WASHINGTON DC– Nearly 200 flocked to Catholic University of America yesterday for the opening of the International Peoples’ Tribunal (IPT) on the Philippines. Victims and families of victims of gross human rights abuses from the Philippines travelled to DC to testify in front a distinguished panel of jurors that include Azadeh Shahshahani, president of the National Lawyers Guild; Camilo Bustillo-Perez, prominent Latin American human rights advocate, author, and lecturer; and Reverend Molofe Tsele, a minister with the Evangelical Lutheran Church in South Africa and former South African Ambassador.
“There is structural evil in our country,” testified Bishop Solito Toquero of the United Methodist Church and professor at Union Theological Seminary in Manila. Toquero recalled an encounter with the police in 2012 during the State of the Nation Address of President Benigno Aquino III, where police intimidated and violently dispersed a contingent of seminarians he mobilized from his class who were seeking to enter Congress.
“We marched with the most marginalized in our country because we wanted to hear the real state of the nation from their point of view as the poor. It is the mission of Christ to be in solidarity with the poor, the voiceless,” Toquero continued. “Not only to minister to them, but to be with them.”
Toquero described how their contingent was met with violence from the police despite their attempts to peacefully dialogue with them. Toquero and several of his colleagues were brutalized and sent to the hospital that day. Weeks later, Toquero was subpoenaed by the government with charges of sedition and rebellion.
Trumped Up Charges
In another testimony, Coy Gemarino recounted the extrajudicial killing of her husband, fair trade activist Romy Capalla, in March 2014 by Philippine state forces.
“He was brutally shot in front of my mother, who was 91 years old. Prior to that, we received a lot of messages that my husband is being targeted as a supposedly high ranking official of the communist party in Iloilo,” Gemarino testified.
“My mother uses a walker due to a hip fracture and Romy would usually pick her up at our store, which is located at the center of the public market… it was there he was shot,” Gemarino continued. “I was told he was killed by unknown soldiers. The national police supposedly filed charges, but it was dismissed for lack of evidence.”
Culture of Impunity
Los Angeles-based health worker Melissa Roxas recounted her 2009 ordeal where she was abducted at gunpoint while conducting preparations for a medical mission for a poor rural community in La Paz, Tarmac.

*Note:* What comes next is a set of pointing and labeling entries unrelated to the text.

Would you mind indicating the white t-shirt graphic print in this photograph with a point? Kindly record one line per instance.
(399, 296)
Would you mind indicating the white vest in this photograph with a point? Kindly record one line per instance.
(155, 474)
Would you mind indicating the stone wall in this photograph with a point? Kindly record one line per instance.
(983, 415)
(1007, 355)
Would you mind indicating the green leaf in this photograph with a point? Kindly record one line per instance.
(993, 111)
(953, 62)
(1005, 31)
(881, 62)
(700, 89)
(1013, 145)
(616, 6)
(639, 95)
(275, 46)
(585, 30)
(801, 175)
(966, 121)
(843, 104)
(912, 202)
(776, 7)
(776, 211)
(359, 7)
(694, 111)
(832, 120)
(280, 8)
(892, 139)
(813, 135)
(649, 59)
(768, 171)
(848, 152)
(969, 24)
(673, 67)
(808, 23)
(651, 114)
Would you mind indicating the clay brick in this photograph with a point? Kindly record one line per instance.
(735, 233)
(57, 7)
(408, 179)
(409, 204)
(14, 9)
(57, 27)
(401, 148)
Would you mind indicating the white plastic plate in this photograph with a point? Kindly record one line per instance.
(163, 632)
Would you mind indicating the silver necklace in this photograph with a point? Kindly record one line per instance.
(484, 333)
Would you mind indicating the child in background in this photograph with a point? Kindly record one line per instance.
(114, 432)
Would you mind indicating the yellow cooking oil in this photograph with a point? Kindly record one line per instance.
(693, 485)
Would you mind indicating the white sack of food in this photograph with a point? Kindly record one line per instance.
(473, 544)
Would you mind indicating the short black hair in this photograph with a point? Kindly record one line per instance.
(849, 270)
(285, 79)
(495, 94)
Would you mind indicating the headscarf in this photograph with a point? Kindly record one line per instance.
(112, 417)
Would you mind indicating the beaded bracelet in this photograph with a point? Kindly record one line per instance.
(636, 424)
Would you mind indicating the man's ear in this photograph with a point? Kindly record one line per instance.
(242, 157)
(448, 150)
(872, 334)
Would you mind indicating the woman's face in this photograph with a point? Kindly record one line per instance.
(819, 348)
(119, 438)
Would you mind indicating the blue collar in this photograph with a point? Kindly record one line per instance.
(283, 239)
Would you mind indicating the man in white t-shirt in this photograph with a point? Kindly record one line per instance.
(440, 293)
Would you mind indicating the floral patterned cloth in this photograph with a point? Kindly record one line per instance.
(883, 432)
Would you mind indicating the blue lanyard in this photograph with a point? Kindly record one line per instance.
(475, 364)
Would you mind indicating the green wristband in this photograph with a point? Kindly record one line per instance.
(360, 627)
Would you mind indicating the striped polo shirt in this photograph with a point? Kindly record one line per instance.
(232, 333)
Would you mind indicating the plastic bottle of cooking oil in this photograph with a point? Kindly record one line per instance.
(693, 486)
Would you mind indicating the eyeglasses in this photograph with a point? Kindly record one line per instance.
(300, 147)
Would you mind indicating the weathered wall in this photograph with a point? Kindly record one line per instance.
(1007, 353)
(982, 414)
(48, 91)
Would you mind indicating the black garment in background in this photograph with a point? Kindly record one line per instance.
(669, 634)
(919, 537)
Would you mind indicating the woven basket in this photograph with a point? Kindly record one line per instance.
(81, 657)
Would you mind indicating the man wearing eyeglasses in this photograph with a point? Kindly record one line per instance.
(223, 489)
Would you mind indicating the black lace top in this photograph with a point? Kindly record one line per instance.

Roxas was blindfolded, held in illegal detention, and tortured for 6 days before being released.
“While they were torturing me, they were forcing me to sign papers stating I was a member of the New Peoples Army and that I surrendered. But I refused,” Roxas testified.

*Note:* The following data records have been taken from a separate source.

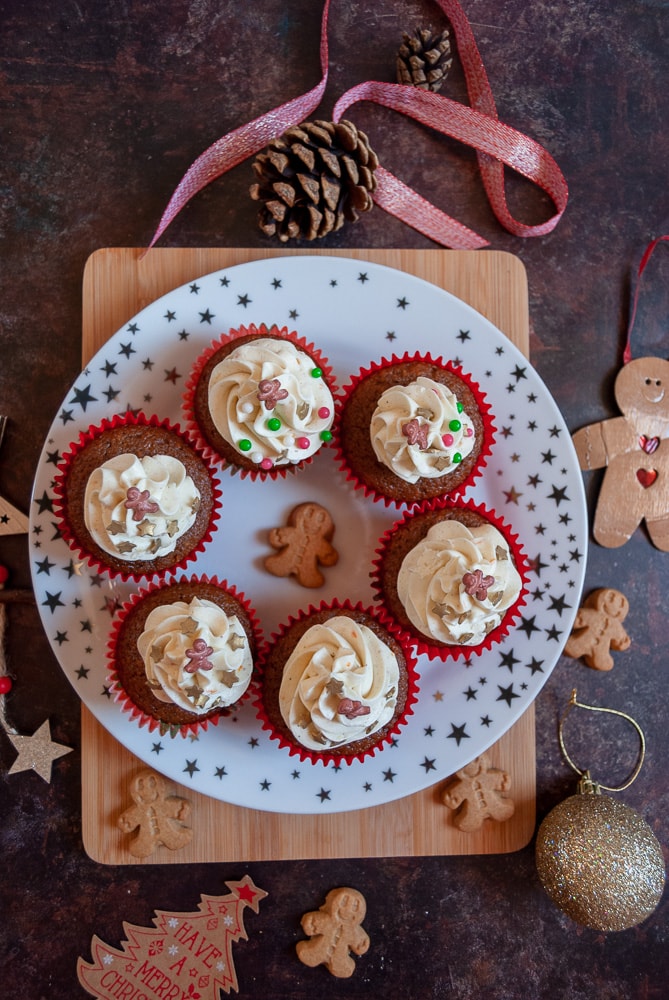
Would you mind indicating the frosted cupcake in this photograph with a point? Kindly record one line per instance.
(451, 577)
(412, 429)
(136, 497)
(336, 683)
(184, 653)
(262, 401)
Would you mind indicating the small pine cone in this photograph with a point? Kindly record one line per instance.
(312, 179)
(424, 59)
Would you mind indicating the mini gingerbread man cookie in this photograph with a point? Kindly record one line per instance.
(303, 544)
(159, 818)
(335, 931)
(598, 628)
(474, 794)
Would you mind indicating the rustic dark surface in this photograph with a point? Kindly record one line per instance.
(102, 108)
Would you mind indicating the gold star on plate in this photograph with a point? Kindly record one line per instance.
(37, 752)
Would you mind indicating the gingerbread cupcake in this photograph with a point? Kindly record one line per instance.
(181, 654)
(261, 400)
(336, 683)
(412, 429)
(451, 577)
(136, 497)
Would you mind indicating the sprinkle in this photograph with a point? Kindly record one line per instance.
(270, 392)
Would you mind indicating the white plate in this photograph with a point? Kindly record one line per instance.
(354, 311)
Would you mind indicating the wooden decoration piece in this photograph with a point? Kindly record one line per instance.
(598, 628)
(335, 930)
(184, 955)
(157, 817)
(475, 794)
(632, 450)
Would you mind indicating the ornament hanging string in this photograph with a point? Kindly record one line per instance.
(647, 254)
(585, 774)
(478, 126)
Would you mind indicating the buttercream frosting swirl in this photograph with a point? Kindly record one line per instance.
(457, 583)
(339, 684)
(195, 655)
(139, 508)
(269, 400)
(420, 430)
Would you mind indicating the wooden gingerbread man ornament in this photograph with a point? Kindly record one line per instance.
(634, 451)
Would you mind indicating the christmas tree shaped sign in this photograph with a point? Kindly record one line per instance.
(187, 956)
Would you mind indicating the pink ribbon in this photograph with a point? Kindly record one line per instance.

Roxas also shared contextual points on how Aquino’s national security program “Operation Plan Bayanihan” is patterned after the US State Department’s Counter-insurgency guide.
Having filed a complaint to the Philippine Department of Justice, the Philippine Supreme Court, the US State Department and the United Nations, not only to the military general respondents remain free, some have been promoted.
According to the Philippine human rights group Karapatan, there have been a documented 238 cases of extrajudicial killings, 26 enforced disappearances, 110 cases of torture, and 723 cases of illegal arrest and detention that remain unprosecuted.
Convened by the National Lawyers Guild, the International Association of Democratic Lawyers, the International Coalition for Human Rights in the Philippines, and Ibon International, the IPT will continue till Saturday, July 18.
Charges against the Philippine President Aquino and the US government under Barack Obama include violations of the right of the Filipino people to self-determination and liberation.